El pelo corto o recogido era algo típico del norte y yo solo me lo recogía en ocasiones muy especiales.

—Para hacer esgrima —me aclaró, antes de que pudiera seguir protestando—. ¿Sabes esgrima?

—Algo —contesté cogiendo la cinta para hacerme un recogido—. Un par de años de clases.

—Será suficiente. Hoy intentaremos que mantengas la conexión con tu magia mientras haces otras cosas. Coge una espada y una máscara y ponte en guardia.
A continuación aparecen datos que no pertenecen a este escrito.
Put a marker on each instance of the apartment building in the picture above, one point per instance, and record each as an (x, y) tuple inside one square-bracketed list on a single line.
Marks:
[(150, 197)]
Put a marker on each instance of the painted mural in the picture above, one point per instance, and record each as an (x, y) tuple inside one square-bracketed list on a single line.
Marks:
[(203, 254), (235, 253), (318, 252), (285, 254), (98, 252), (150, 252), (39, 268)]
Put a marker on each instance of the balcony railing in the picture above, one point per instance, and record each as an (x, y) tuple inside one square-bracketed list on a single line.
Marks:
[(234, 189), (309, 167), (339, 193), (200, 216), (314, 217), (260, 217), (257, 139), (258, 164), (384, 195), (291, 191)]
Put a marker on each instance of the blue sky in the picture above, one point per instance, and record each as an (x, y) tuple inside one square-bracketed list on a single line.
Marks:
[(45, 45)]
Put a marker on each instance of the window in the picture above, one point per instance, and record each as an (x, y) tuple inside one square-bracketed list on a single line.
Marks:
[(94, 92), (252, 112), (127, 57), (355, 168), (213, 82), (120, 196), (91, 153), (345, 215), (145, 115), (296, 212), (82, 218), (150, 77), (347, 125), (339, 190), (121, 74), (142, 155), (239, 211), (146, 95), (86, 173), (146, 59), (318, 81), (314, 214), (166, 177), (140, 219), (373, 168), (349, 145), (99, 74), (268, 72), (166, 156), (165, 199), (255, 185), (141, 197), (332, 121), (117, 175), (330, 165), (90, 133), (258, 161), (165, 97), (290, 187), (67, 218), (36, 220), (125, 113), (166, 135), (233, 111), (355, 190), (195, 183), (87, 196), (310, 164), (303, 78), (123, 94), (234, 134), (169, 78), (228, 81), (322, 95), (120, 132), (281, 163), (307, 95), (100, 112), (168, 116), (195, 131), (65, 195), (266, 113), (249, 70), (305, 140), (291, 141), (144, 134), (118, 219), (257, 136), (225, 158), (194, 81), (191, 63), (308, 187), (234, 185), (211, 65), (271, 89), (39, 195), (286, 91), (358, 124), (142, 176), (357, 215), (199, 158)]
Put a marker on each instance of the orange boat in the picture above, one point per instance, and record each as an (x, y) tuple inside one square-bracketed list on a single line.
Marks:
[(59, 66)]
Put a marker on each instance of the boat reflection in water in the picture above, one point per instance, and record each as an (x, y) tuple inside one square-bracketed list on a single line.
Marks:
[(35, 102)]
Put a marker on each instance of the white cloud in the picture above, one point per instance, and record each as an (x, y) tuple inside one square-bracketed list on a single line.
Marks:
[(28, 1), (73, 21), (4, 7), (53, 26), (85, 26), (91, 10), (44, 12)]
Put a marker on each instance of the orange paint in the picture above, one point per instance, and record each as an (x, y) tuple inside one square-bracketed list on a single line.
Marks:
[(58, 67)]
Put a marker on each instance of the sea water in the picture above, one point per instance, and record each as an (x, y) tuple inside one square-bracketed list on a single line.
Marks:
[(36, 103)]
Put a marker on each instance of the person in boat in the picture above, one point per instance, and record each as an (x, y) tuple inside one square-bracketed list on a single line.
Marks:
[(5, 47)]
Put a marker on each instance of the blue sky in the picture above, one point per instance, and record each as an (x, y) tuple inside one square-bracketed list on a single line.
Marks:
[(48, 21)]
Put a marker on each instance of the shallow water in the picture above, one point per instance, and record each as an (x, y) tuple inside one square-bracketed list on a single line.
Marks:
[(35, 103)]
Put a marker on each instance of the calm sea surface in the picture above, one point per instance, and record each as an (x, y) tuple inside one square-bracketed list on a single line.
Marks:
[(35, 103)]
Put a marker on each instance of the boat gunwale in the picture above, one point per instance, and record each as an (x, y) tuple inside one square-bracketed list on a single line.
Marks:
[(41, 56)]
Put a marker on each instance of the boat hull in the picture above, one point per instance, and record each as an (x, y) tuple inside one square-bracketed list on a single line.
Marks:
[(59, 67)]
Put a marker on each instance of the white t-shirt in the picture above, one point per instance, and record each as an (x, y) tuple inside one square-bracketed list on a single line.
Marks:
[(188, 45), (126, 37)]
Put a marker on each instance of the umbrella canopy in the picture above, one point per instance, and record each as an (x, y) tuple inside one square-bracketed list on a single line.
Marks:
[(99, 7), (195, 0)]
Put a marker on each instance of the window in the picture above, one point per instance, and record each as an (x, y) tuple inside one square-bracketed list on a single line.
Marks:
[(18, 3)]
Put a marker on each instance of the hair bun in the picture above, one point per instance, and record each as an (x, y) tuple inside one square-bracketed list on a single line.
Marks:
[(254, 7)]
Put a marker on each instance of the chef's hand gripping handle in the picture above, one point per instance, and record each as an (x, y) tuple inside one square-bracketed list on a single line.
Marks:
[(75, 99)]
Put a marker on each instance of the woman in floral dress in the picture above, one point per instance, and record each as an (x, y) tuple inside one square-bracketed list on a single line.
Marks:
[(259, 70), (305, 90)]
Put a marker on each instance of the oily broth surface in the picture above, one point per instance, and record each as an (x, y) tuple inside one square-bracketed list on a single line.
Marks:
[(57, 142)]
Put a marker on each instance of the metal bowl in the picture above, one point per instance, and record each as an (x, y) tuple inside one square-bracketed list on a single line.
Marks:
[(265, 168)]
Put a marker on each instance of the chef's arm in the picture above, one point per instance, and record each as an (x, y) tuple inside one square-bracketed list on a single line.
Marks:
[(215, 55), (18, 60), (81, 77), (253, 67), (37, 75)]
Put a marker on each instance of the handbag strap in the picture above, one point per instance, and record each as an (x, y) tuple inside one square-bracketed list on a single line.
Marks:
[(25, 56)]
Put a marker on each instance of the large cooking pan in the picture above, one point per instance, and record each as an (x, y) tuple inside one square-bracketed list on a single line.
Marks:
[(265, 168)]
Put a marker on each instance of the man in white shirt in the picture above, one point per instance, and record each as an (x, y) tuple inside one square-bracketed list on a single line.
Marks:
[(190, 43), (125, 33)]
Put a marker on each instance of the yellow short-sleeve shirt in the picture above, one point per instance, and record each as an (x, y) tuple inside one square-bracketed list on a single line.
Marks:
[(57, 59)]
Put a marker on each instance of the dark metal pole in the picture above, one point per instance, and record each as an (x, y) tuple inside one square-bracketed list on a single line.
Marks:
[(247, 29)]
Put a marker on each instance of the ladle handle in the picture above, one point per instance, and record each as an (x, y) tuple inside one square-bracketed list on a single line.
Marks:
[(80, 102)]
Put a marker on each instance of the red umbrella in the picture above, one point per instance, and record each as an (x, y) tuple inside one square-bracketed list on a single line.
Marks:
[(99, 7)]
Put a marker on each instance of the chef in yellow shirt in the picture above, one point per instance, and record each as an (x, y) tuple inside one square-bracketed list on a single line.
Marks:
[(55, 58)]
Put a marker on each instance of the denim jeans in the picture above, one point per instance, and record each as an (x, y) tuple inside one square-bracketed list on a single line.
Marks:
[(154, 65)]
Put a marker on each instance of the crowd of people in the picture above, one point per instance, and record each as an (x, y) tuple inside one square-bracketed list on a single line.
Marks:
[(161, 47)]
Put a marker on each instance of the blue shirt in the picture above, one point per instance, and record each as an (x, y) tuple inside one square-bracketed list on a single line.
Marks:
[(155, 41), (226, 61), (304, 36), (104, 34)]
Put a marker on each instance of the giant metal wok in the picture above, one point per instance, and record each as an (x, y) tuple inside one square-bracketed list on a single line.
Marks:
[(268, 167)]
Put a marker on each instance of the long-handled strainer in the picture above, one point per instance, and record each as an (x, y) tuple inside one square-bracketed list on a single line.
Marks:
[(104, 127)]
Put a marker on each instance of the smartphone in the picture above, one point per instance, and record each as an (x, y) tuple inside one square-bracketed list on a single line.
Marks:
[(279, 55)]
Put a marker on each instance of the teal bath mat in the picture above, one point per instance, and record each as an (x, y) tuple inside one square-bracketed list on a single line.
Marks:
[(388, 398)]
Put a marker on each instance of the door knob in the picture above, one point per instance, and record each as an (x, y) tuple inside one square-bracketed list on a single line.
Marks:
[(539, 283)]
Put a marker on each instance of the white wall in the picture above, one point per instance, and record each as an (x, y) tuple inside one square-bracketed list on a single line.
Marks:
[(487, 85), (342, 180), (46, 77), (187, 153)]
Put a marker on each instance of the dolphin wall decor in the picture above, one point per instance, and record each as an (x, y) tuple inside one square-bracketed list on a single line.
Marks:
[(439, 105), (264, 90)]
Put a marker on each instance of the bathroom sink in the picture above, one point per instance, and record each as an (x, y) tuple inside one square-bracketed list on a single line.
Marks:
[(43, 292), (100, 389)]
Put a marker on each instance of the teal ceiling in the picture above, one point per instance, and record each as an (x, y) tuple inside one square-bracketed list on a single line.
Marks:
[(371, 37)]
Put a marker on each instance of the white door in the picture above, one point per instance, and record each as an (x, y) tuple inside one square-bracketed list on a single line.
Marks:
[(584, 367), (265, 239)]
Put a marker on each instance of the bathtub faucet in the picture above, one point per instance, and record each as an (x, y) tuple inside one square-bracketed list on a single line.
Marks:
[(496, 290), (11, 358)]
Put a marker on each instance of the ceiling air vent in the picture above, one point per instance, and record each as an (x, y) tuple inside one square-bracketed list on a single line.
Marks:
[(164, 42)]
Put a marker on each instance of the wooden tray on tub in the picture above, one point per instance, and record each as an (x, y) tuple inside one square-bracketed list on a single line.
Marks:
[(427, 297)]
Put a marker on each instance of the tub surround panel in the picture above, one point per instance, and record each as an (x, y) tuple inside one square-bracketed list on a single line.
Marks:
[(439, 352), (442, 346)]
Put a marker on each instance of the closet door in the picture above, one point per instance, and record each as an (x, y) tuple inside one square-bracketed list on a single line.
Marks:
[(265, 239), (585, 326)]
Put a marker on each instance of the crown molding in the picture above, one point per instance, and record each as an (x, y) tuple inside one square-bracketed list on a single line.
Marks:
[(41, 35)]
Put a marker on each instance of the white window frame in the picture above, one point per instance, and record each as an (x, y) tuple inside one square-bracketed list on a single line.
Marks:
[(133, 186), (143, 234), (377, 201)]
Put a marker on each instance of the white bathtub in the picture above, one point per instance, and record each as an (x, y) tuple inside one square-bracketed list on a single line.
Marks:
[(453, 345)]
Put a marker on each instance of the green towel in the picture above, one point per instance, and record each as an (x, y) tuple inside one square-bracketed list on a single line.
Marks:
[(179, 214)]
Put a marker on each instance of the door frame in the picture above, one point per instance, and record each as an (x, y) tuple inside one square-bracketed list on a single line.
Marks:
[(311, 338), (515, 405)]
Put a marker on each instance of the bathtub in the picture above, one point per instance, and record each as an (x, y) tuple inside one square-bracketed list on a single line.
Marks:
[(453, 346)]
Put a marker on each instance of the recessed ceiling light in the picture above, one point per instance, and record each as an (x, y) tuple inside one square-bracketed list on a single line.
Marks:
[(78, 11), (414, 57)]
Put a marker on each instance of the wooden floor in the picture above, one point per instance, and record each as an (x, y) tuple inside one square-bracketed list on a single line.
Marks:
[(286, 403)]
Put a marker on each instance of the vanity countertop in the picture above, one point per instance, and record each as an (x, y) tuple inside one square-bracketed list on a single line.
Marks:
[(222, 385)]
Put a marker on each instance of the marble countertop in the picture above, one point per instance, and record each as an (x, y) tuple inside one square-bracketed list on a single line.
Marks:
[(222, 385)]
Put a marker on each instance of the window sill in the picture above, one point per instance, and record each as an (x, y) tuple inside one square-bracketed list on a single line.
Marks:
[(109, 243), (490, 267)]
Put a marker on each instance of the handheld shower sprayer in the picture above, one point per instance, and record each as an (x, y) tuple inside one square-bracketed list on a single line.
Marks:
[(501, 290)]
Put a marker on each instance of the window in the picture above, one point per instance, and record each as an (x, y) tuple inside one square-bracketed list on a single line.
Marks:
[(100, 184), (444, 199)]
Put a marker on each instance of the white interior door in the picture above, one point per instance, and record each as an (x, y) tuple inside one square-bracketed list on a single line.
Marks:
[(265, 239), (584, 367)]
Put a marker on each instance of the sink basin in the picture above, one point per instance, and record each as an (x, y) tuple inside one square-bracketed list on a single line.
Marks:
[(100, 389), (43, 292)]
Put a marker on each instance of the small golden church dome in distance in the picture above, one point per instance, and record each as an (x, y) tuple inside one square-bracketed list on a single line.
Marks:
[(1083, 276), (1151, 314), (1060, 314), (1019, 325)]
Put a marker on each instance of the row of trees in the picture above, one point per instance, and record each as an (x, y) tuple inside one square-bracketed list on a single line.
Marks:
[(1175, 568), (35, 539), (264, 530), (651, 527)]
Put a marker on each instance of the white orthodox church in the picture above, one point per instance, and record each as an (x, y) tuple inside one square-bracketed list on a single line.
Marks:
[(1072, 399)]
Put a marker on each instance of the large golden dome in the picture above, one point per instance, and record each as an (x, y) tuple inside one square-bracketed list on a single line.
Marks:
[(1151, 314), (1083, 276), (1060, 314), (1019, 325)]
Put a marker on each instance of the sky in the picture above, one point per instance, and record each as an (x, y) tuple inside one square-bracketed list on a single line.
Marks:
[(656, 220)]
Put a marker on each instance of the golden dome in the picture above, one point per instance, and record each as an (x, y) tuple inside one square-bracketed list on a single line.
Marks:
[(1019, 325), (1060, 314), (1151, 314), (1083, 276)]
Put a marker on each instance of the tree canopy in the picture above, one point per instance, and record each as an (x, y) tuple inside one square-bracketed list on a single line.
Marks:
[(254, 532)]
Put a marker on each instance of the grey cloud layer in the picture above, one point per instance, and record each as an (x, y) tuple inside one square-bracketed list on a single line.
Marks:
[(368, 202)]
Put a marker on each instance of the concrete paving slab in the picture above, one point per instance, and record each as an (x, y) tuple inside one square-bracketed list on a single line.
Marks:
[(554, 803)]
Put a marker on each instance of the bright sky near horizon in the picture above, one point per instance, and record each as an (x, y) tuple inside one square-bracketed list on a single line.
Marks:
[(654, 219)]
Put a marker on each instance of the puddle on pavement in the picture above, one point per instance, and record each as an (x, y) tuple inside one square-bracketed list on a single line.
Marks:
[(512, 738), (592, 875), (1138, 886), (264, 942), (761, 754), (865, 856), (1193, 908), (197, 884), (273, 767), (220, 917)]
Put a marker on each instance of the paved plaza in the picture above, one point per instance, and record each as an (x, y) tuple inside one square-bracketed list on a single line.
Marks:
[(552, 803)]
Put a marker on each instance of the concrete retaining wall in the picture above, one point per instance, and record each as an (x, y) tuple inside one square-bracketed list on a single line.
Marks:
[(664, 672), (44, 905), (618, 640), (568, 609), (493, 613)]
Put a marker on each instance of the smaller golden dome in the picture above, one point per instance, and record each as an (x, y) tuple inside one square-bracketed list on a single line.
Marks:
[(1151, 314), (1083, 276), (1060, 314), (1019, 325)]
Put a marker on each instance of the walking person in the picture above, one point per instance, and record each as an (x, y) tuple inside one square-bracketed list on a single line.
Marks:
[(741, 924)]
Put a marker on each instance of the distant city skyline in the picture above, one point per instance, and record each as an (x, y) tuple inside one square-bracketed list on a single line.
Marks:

Obedecí y me puse en guardia frente a Luther, con los pies juntos, las rodillas flexionadas, una mano en la cintura y la otra ante mí, con la espada.

Luther asintió, dándome el visto bueno.

—Ahora haz las respiraciones que te he enseñado, concentrándote.

Me costó algo más que las veces anteriores, al tener tanta luz y encontrarme en otra postura, pero pronto sentí mi magia fluir.

—Posición de ataque.

Llevé el pie derecho hacia delante y estiré el brazo a la vez. Pude mantener la concentración con facilidad, y también durante los siguientes ejercicios.

—Bien —fue todo lo que dijo Luther.

Cogió entonces su propia espada con la mano izquierda, y se situó ante mí.

—No sabía que eras zurdo.

Luther golpeó su espada contra la mía y perdí el contacto con mi magia.

—No hables hasta que no puedas mantener la concentración —me riñó.

Me callé y seguí con los ejercicios en silencio. Eran posturas de ataque y defensa sencillas, y pronto pude mantener el contacto con mi magia sin problemas. Notándolo, Luther empezó a hacer uso de la suya en sus ataques. Eran cosas sutiles, que apenas creía ver por el rabillo del ojo, aunque pronto aprendí a distinguirlas. Cuando conseguí imitarlo y golpearlo al hacer que mi espada llegara algo más lejos de lo que habría llegado de forma natural, Luther dio por terminada la lección.

—El próximo día probaremos a hablar mientras practicamos, a ver qué tal se te da entonces.

En la siguiente sesión, sin embargo, no hicimos esgrima. Luther había traído una larga mesa a la sala y sobre ella había distintos objetos. Una maceta llena de tierra, un cuenco con agua, una vela…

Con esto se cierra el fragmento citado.